Disney shares are down 8% in heavy trading, extending a selloff that started yesterday after the media conglom posted weaker than expected earnings and streaming data for the September quarter.
The dip in the shares, changing hands at about $161, is weighing on the broader market. Disney is one of only 30 highly selective, heavyweight stocks included in the Dow Jones Industrial Average so a big move like today’s has an impact, pulling the index lower. (The DJIA is off 80 points or 0.22%. The broader Nasdaq, S&P 500 and Russell 2000 are all in positive territory.)
Disney+ growth slowed for the fiscal fourth quarter, adding 2.1 million subscribers to hit 118.1 million. That’s 10M less than it added in the prior quarter. On a call with analysts and an appearance on CNBC, CEO Bob Chapek said the streamer is still on track to meet its longer-term 2024 FY targets in large part as it pushes into new markets (it plans to double the international territories it’s in by fiscal 2023) and continuing to roll out fresh content based on Disney franchises.
Disney+ is gearing up for a major drop on Friday — the two-year anniversary of its launch — with new details and a first look at art and trailers for upcoming content. Shang-Chi and Jungle Cruise will be available to stream tomorrow and Disney is offering subscribers one month of the service for $2.

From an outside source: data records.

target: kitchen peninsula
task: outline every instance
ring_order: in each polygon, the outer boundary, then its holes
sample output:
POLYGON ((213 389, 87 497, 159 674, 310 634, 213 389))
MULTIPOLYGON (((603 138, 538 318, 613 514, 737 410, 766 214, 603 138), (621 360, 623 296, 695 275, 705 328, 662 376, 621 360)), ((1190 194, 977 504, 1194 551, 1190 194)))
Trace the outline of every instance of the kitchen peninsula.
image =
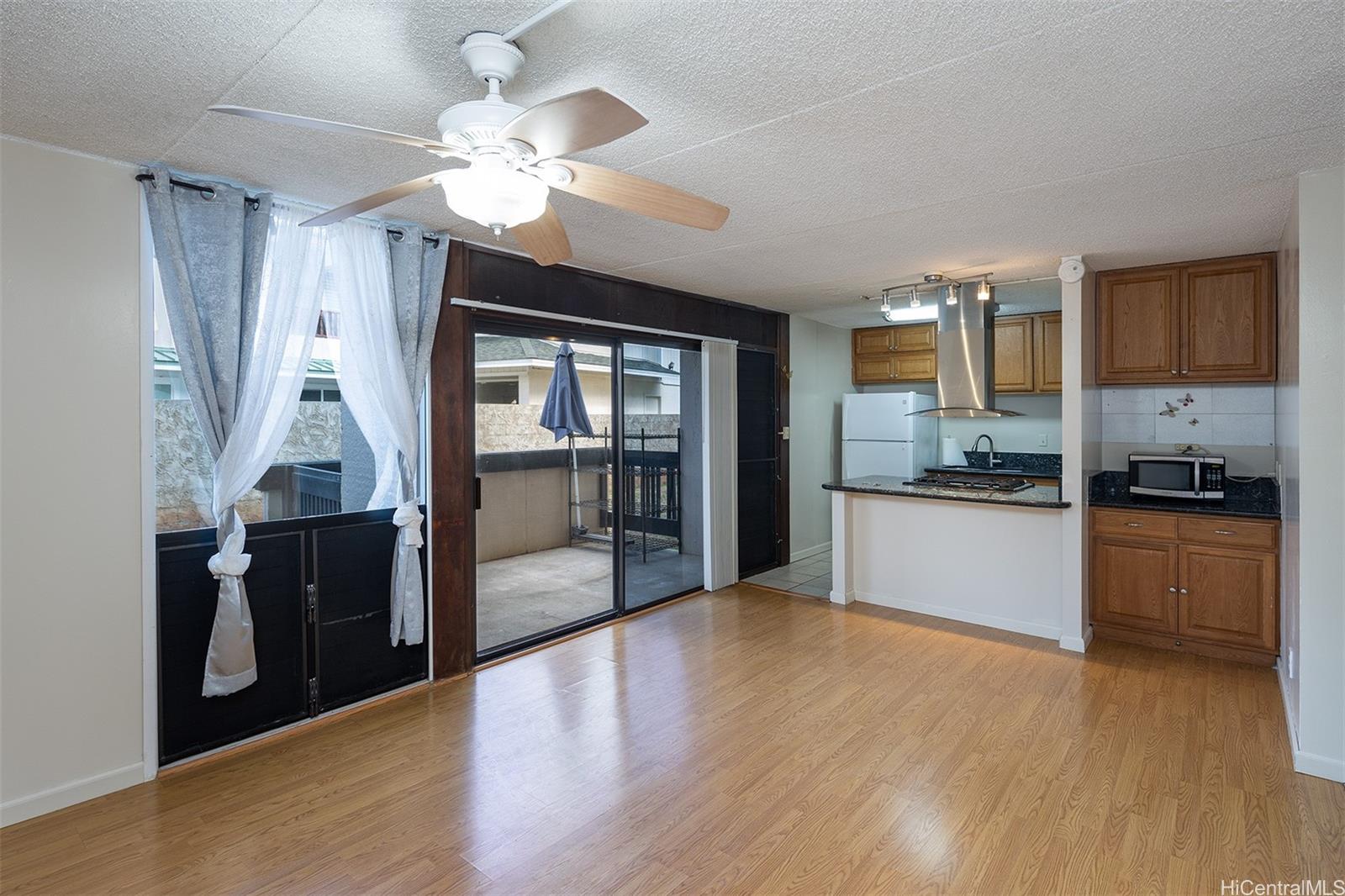
POLYGON ((994 492, 859 476, 831 492, 831 601, 1059 640, 1059 487, 994 492))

“We wonder if Disney+ is too narrow a product and requires much greater investment in non-Disney content to widen out the product’s appeal,” said MoffettNathanson analysts.
Wall Streeters and industry players have consistently praised Disney’s track record in successfully growing Disney+ from zero to 118 million, the question is what’s next.
“The admission that Disney+ growth will re-accelerate when content spending re-accelerates is
consistent with the recent experience at Netflix, where the growth slumber created by the
pandemic’s pull-forward of subscribers was finally shattered by record amounts of new content
dropped in the last few months of this year,” the firm said. “Taken together, this reality brings us back to the Warren Buffett quote above that he used to describe the airline industry, but that we think applies to streaming as well: “The worst sort of business is one that grows rapidly, requires
significant capital to engender the growth, and then earns little or no money.”
“We remain somewhat skeptical that more Star Wars/Marvel/animated/family content will be sufficient to grow the Disney+ audience out to parity with Netflix,” said Doug Creutz of Cowen.
Disney’s total revenue surged last quarter as theme parks recovered and advertising returned, but still came up short of forecasts, as did earnings. For better or worse Wall Street is laser focused on streaming, which helped Disney stock soar to new highs last year.